Le teeshirt «Ça va tymer desoir» de Be Royalté.
Ce sont les élèves du programme de design de son école qui ont donné à Alexandre l’idée de démarrer un petit projet parallèle dans le domaine de l’habillement. «Je regardais ce que les élèves faisaient, raconte-t-il, et je me suis dit, ″J’ai toute cette technologie à la maison. Et j’aime beaucoup le linge. Alors pourquoi pas faire mon propre linge pour le vendredi, pour l’école?″»
«Ça fait que ça l’a commencé avec ça, poursuit-il. J’étais inspiré par ce que je voyais parmi les élèves. Et ça m’a vraiment donné le gout de faire un essai dans le domaine de la mode».
Au début, il ne faisait que des vêtements pour lui-même. Mais les gens remarquaient ce qu’il portait et ont commencé à lui demander s’il pouvait leur faire des teeshirts, des chandails, etc. C’est à partir de là que l’entreprise a commencé à se développer. D’après Alexandre, Be Royalté a attiré «beaucoup de clients, très vite».
Alexandre crée ses propres designs, qu’il applique sur des vêtements, soit avec du vinyle ou une imprimante à haute définition.
Il accepte aussi des commandes personnalisées. «On se limite pas», dit-il, en parlant des possibilités de designs. «Notre objectif c’est que le monde se sente bien dans leur peau», énonce-t-il.
Il ajoute qu’il s’assure d’offrir ses créations à un prix abordable, pour qu’elles soient accessibles à tous et à toutes.
Le teeshirt «Warroins» de Be Royalté.
Pour Alexandre, l’important, c’est de trouver des idées, de transformer ces idées en réalité et de toucher le monde, de les faire sourire et de leur permettre de raconter une histoire par leur chandail.

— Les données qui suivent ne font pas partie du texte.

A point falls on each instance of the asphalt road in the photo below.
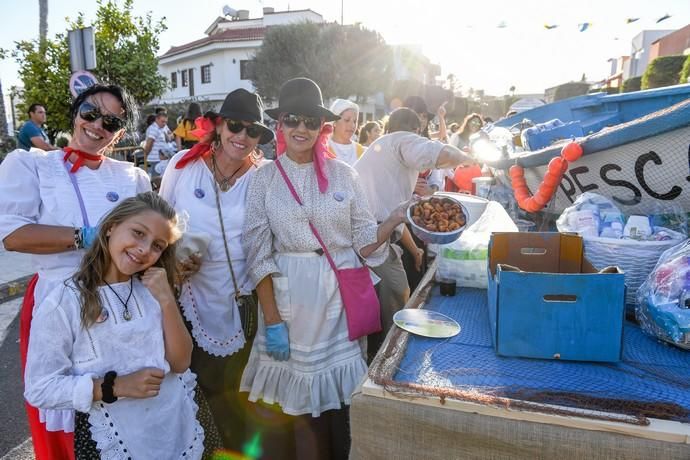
(14, 438)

Selon Alexandre, les vêtements sont un type d’expression personnelle. C’est pour ces raisons, entre autres, qu’Alexandre, qui est diplômé de l’Université Sainte-Anne, a élargi sa ligne de vêtements pour inclure des chemises avec des expressions de la Baie Sainte-Marie.

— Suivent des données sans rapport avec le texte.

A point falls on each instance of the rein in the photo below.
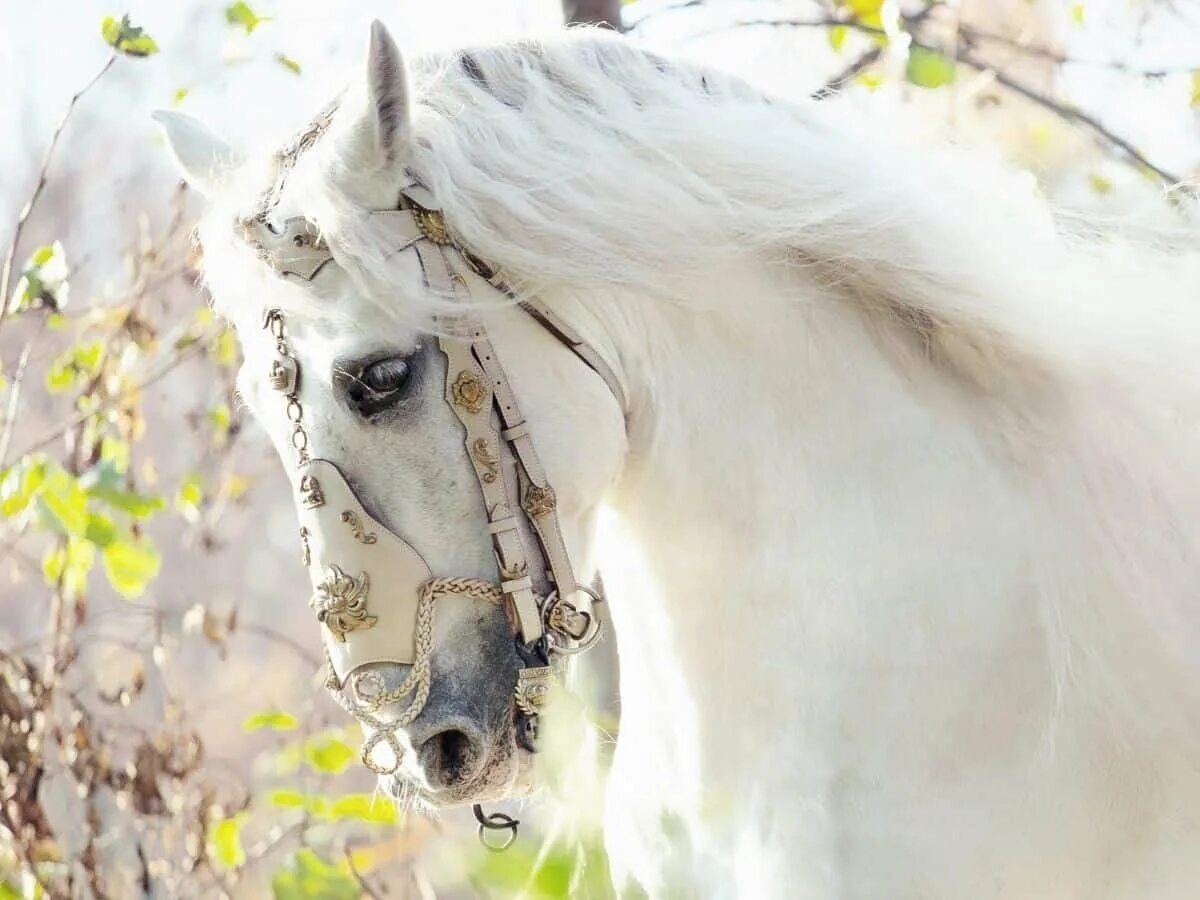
(346, 550)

«Étant bilingue, j’avais de la difficulté à m’identifier comme qui j’étais. Les Québécois me disent que je suis anglophone. Les Acadiens me traitent de Québécois», explique Alexandre, qui est né à Kingston, en Ontario, mais qui habite en Nouvelle-Écosse depuis l’âge de 4 ans. «J’ai vraiment pas une identité en tant que telle. Mais quand je suis arrivé à Sainte-Anne, je me sentais comme si j’appartenais à une communauté.»
«C’était une façon de remercier la Baie, pour la belle expérience que j’ai vécue», poursuit-il, en parlant de ses nouveaux designs.
«Mais pas juste ça, précise-t-il. C’était aussi comment est-ce qu’on peut promouvoir le français acadien dans notre province? Comment ce qu’on peut être fiers de nous? Et de nous exprimer? Pourquoi pas avec nos expressions?», demande-t-il.
Le teeshirt «Ma hallô» de Be Royalté.
Alexandre souligne qu’il est important de promouvoir les expressions, voire la culture acadienne, pour ne pas qu’elles disparaissent. D’après lui, c’est en célébrant, honorant, et rendant à la mode la culture qu’on va arriver à la préserver.
C’est d’ailleurs pourquoi il a choisi de lancer ce projet avec des teeshirts bleus et jaunes. «Je veux pas que ce soit oublié, dit-il. Je veux que mes enfants portent ces chandails-là dans leur école au CSAP ici, à Dartmouth, pour que la culture soit partagée avec tout le monde», lance-t-il.
Pour Alexandre, un autre aspect important de son entreprise est ce qu’il a pu enseigner à ces enfants à travers ce projet. «Il y a beaucoup de leçons de vie qui sont en train de se faire vivre à travers de notre petite entreprise», constate-t-il.
«Et aussi, je pense que j’ai semé la graine à mes enfants de tu peux être un entrepreneur. Tu peux lancer ta propre bizness.» Et ça aussi, selon Alexandre, c’est très important.